The Biggest Loser weight loss competition continues at the little rural school where I teach. The staff started on Jan. 3rd. We each (all 8 of us) put $20 into "the pot". We have weighed in every week since. The competition ends on April 3rd. The Biggest Loser will be the one who has lost the biggest percentage of weight. So far....drum roll please....I am in the lead!!! I have lost 13 pounds. One more pound and I will be down to pre-pregnancy weight....whoo hoo!! Hopefully....just in time....to get pregnant again:).

Yes, we have been trying since June to have another child. It appears that Endometriosis has taken over my internal organs:(. I am just ready to see a specialist and find out what my options are.

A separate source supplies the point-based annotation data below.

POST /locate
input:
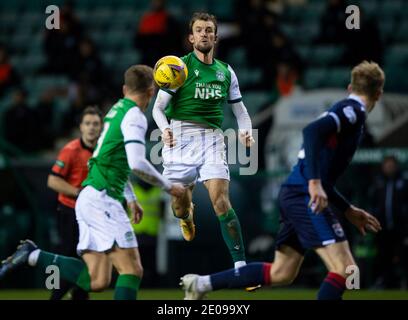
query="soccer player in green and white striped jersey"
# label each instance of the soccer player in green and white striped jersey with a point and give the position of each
(193, 149)
(106, 236)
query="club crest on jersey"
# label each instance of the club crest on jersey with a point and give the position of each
(220, 75)
(338, 230)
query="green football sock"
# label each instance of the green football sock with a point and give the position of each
(71, 269)
(231, 232)
(126, 287)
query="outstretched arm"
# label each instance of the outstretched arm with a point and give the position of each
(244, 123)
(162, 100)
(314, 137)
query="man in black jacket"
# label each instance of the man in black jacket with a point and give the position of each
(390, 206)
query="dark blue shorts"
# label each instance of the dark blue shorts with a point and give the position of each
(301, 228)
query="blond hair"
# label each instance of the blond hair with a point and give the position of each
(202, 16)
(367, 78)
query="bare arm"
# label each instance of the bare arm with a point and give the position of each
(59, 185)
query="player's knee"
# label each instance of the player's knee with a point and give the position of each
(342, 267)
(138, 271)
(180, 209)
(282, 276)
(100, 284)
(221, 204)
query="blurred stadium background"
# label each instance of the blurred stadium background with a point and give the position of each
(292, 58)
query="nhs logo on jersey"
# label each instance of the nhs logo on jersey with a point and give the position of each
(207, 91)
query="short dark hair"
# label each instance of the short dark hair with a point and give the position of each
(139, 78)
(94, 110)
(202, 16)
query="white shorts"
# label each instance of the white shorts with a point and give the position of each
(103, 222)
(199, 155)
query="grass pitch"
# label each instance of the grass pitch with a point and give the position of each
(177, 294)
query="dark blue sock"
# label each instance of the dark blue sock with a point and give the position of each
(332, 287)
(250, 275)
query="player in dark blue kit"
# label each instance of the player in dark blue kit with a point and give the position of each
(307, 222)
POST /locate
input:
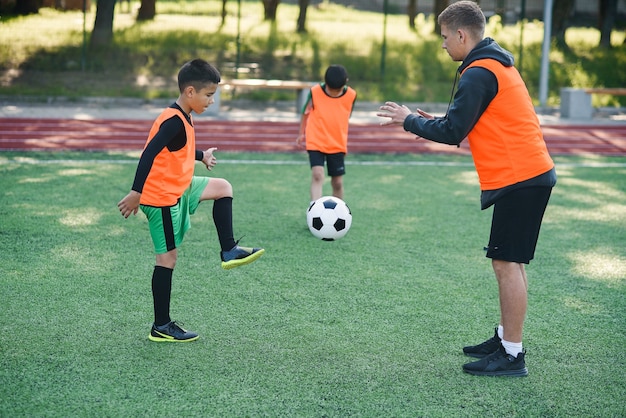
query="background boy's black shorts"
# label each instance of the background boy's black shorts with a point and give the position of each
(516, 222)
(335, 162)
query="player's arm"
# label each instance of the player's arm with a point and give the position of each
(207, 157)
(303, 121)
(168, 131)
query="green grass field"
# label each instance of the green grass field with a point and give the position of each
(371, 325)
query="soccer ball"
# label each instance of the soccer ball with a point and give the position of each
(329, 218)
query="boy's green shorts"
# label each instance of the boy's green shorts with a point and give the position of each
(168, 224)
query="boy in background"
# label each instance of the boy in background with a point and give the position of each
(324, 129)
(167, 191)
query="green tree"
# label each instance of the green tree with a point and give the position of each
(607, 13)
(301, 24)
(147, 10)
(411, 10)
(270, 7)
(561, 11)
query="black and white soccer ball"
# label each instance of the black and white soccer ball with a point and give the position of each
(329, 218)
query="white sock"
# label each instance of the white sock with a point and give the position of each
(512, 348)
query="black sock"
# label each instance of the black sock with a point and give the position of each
(161, 291)
(223, 219)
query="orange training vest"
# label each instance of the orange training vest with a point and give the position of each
(171, 172)
(327, 125)
(507, 142)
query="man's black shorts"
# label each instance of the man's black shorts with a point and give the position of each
(516, 222)
(335, 162)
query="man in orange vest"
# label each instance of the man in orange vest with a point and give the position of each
(493, 110)
(324, 129)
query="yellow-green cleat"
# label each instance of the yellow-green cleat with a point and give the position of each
(240, 256)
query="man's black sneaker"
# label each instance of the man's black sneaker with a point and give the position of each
(238, 256)
(171, 332)
(498, 364)
(483, 349)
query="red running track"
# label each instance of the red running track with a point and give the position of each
(73, 134)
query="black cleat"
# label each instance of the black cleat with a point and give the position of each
(483, 349)
(171, 332)
(498, 364)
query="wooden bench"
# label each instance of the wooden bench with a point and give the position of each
(576, 102)
(301, 87)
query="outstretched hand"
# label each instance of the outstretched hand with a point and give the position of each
(209, 159)
(395, 112)
(129, 204)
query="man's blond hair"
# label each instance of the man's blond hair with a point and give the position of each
(465, 15)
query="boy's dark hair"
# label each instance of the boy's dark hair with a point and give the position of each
(197, 73)
(336, 76)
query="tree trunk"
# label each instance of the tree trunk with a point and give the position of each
(608, 11)
(147, 10)
(440, 5)
(102, 33)
(411, 10)
(301, 26)
(561, 11)
(270, 7)
(223, 13)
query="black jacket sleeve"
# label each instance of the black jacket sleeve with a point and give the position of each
(477, 88)
(169, 132)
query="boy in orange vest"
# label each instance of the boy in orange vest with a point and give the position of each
(167, 191)
(493, 110)
(324, 129)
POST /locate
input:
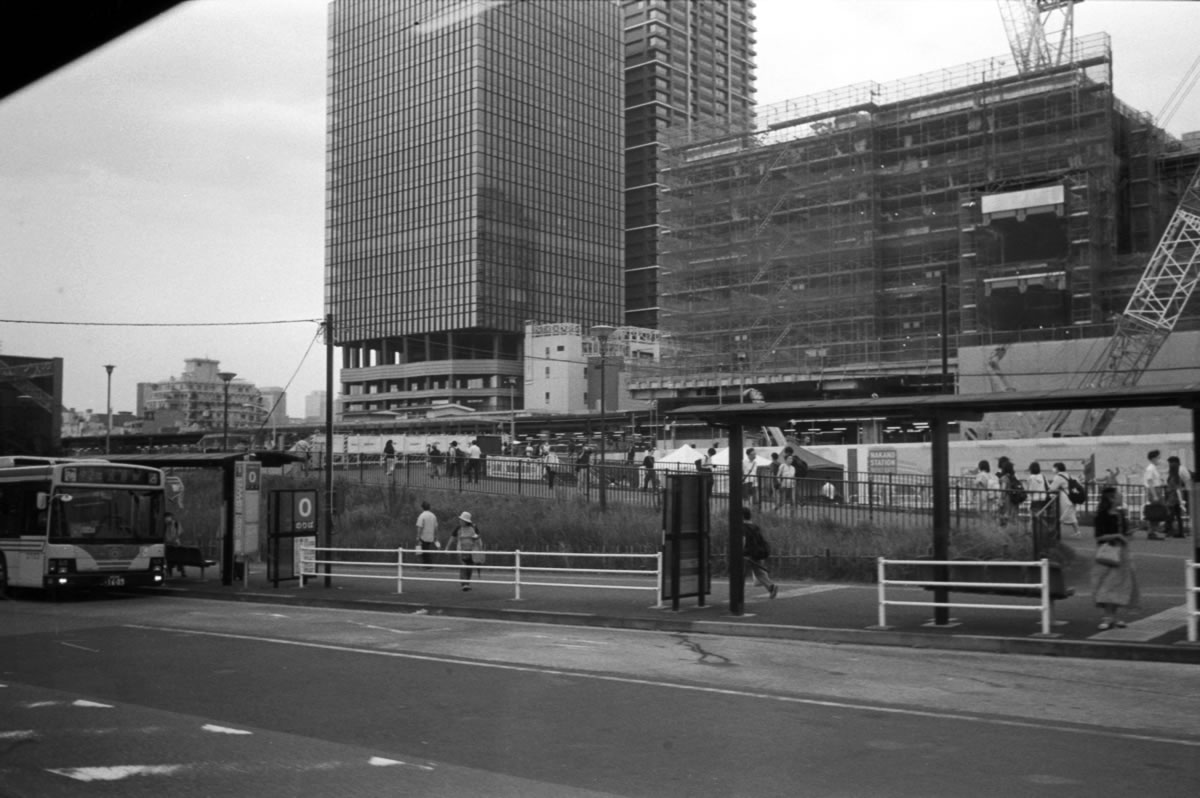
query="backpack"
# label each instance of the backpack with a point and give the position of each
(756, 546)
(1017, 492)
(1075, 491)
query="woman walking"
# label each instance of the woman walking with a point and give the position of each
(467, 541)
(389, 457)
(1114, 582)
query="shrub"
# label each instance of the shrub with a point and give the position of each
(823, 547)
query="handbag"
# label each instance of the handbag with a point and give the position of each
(1108, 555)
(1155, 511)
(477, 555)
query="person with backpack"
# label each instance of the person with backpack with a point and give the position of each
(1065, 489)
(389, 457)
(1014, 491)
(755, 550)
(1175, 495)
(1042, 517)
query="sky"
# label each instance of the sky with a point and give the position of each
(162, 198)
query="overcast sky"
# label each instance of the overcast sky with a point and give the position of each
(177, 175)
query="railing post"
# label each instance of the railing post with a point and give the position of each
(1047, 606)
(516, 574)
(400, 569)
(881, 565)
(1192, 604)
(658, 580)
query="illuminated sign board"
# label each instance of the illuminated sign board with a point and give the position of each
(112, 475)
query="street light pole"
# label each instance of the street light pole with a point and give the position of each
(226, 376)
(513, 412)
(108, 424)
(601, 331)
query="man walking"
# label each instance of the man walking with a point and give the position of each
(1155, 510)
(755, 550)
(426, 534)
(473, 461)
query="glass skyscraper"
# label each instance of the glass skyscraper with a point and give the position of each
(474, 184)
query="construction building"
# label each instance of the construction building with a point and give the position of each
(861, 240)
(685, 64)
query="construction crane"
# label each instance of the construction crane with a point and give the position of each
(1150, 317)
(1041, 33)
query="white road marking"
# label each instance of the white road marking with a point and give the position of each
(396, 631)
(693, 688)
(223, 730)
(1146, 629)
(117, 773)
(808, 591)
(381, 762)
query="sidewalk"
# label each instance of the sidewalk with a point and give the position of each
(808, 611)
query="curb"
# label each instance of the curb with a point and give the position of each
(1177, 653)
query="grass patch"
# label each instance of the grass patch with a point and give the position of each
(376, 516)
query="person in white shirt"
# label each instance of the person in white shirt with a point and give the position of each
(749, 477)
(987, 487)
(1060, 484)
(473, 461)
(786, 480)
(1039, 497)
(426, 534)
(1152, 480)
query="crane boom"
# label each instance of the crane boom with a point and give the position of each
(1156, 305)
(1030, 35)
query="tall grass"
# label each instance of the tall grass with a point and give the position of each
(375, 516)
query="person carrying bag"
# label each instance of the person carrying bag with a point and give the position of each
(467, 541)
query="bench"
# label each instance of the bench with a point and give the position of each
(1027, 574)
(184, 556)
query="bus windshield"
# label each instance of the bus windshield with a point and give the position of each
(106, 515)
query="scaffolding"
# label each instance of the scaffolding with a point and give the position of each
(816, 247)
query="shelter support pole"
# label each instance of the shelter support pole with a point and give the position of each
(941, 462)
(737, 564)
(227, 511)
(329, 444)
(1193, 509)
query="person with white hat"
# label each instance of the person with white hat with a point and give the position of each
(469, 545)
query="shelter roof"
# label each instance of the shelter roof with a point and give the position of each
(269, 459)
(946, 406)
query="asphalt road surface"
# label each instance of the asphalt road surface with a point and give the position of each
(151, 696)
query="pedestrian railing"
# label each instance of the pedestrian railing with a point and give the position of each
(1193, 600)
(509, 568)
(963, 575)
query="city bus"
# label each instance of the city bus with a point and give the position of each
(79, 523)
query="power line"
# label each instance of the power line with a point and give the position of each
(159, 323)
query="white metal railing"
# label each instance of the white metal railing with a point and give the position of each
(1044, 606)
(1193, 600)
(400, 564)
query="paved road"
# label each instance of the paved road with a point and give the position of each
(154, 695)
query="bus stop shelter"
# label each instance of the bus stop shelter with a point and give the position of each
(939, 411)
(226, 462)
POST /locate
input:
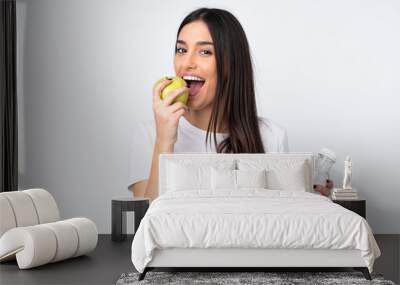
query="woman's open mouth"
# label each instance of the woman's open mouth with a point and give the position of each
(194, 85)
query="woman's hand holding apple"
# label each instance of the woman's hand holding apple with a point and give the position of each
(167, 115)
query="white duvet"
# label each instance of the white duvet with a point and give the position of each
(251, 218)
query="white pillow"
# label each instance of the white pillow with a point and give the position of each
(189, 174)
(223, 179)
(185, 177)
(282, 174)
(251, 178)
(236, 179)
(292, 177)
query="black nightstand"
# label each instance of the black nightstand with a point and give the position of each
(119, 207)
(357, 206)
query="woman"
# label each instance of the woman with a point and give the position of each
(212, 55)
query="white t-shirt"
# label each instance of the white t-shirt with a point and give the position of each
(191, 139)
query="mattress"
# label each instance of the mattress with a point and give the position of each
(250, 219)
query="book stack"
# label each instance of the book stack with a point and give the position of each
(344, 194)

My husband and I neither one want Emma to be an only child....SO, I am optomistic that another child will be in our future....it may just take a little help and patience to help him/her enter this world. If you are reading this please keep your fingers, toes, etc. crossed for us:). I will see the doctor on Monday to see where we go from here.

Well, there is a mini-version of my life:). I am on Spring Break this week, so Em and I are going to be taking a road trip to see our good friend Becky. We are so excited!!! Tim does not have spring break at all because apparently....his district "values" education more than mine does LOL!!! I think that my district just values sanity:).